Un génocide à petit feu
M. Matas a qualifié de « génocide à petit feu » les prélèvements forcés d’organes sur les pratiquants du Falun Gong.
« Il ne s’agit pas de tuer tout le monde d’un seul coup ou sur une courte période. Cela s’étend sur plusieurs décennies. [Le PCC] a commencé en 2001 et nous sommes en 2023. Cela dure depuis 22 ans ». Il ajoute que les Ouïghours sont devenus une source d’organes de plus en plus importante ces dernières années.
Selon lui, le fait que les pratiquants du Falun Gong puissent éviter d’être tués pour leurs organes en renonçant à leur pratique et à leur identité relative au Falun Gong, ne change rien à la nature génocidaire de l’assassinat. Cela s’explique par le fait que l’auteur de l’assassinat contrôle la définition du groupe ou des cibles du génocide.
Selon M. Matas, l’appât du gain derrière ce système institutionnalisé est un des motifs, mais non le principal.
« Ce n’est pas l’argent qui est à l’origine de cette pratique [le prélèvement forcé d’organes sur les pratiquants du Falun Gong]. Le parti communiste n’a pas réprimé le Falun Gong pour l’argent. Il a réprimé le Falun Gong parce qu’il était trop populaire. Selon eux, il menaçait l’hégémonie du parti communiste en Chine », ajoute-t-il.
Un long chemin à parcourir
Les efforts inlassables de David Matas, de David Kilgour et des pratiquants du Falun Gong ont permis à de nombreux pays et représentants politiques d’être informés de la question.
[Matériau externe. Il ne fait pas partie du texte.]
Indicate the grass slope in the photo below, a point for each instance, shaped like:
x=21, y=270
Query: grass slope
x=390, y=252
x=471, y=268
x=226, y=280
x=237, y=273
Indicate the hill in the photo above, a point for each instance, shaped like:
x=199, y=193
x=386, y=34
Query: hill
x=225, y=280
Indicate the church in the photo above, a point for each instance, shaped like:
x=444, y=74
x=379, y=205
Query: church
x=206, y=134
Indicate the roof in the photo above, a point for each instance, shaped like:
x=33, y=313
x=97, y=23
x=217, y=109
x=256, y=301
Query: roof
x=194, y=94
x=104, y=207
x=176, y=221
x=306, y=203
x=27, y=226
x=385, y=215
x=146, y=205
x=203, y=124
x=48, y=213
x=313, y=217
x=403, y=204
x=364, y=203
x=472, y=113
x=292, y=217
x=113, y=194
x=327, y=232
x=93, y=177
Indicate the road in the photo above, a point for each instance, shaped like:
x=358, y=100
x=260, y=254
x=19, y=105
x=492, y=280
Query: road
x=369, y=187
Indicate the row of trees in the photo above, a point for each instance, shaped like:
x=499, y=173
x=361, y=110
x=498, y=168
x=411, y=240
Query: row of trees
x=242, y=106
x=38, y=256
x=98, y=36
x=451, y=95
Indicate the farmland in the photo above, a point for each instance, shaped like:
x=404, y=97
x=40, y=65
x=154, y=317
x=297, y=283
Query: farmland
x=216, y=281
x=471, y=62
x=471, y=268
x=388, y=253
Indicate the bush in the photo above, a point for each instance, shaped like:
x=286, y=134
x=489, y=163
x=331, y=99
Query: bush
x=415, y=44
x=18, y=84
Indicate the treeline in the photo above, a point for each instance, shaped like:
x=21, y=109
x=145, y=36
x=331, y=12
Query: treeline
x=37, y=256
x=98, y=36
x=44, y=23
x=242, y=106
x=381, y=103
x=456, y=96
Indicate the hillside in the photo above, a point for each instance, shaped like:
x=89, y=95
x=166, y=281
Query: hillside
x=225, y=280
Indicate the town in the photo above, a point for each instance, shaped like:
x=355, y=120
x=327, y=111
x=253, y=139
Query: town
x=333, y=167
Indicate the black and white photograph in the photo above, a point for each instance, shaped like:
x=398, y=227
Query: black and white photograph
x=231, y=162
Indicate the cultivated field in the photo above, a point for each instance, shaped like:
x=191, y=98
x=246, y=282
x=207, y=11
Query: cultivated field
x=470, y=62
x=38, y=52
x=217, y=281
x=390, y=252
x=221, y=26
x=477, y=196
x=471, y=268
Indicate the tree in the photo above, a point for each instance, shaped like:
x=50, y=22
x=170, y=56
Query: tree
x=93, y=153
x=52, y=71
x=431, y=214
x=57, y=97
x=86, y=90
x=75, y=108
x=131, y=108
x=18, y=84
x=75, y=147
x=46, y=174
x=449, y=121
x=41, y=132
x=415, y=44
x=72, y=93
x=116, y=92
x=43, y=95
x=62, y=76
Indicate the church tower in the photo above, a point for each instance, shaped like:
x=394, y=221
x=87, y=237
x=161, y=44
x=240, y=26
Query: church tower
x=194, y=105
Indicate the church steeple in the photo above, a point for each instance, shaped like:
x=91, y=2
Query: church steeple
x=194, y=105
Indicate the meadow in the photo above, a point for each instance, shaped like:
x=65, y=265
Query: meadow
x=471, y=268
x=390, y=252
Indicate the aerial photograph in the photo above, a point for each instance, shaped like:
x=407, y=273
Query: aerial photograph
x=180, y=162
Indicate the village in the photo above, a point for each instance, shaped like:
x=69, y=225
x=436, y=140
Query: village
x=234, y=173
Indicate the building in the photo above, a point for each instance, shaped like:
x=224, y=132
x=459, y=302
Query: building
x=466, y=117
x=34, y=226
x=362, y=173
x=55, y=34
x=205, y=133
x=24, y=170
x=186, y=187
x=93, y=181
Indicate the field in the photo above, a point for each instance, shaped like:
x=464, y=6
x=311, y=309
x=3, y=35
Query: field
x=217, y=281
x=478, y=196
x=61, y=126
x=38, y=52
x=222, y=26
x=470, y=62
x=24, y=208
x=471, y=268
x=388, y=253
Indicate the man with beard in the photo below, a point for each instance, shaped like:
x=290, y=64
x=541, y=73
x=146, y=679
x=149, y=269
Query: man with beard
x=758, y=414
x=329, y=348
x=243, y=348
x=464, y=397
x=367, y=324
Aucune législation extraterritoriale n’existait pour lutter contre les abus en matière de transplantation d’organes au moment où M. Matas et M. Kilgour ont débuté leur enquête.
Aujourd’hui, 19 pays, dont les États-Unis et le Canada, ont adopté une législation extraterritoriale qui prévoit que les personnes impliquées dans le trafic d’organes à l’étranger peuvent être poursuivies au niveau national, selon M. Matas. « Mais il ne s’agit que de 19 pays. Il y en a 194, et le chemin à parcourir est encore long », a-t-il déclaré.
Le Conseil de l’Europe a également adopté une convention contre le trafic d’organes humains, qui invite les gouvernements à ériger en infraction pénale les prélèvements illicites d’organes humains.
Ce traité a été signé et ratifié par 13 États membres du Conseil de l’Europe, dont l’Albanie, la Belgique, la Croatie, la République tchèque, la Lettonie, Malte, la Moldavie, le Monténégro, la Norvège, le Portugal, la Slovénie, l’Espagne et la Suisse. Un État observateur, le Costa Rica, a également ratifié la Convention. En outre, le Chili, un État qui n’est ni membre ni observateur, a été invité à le faire.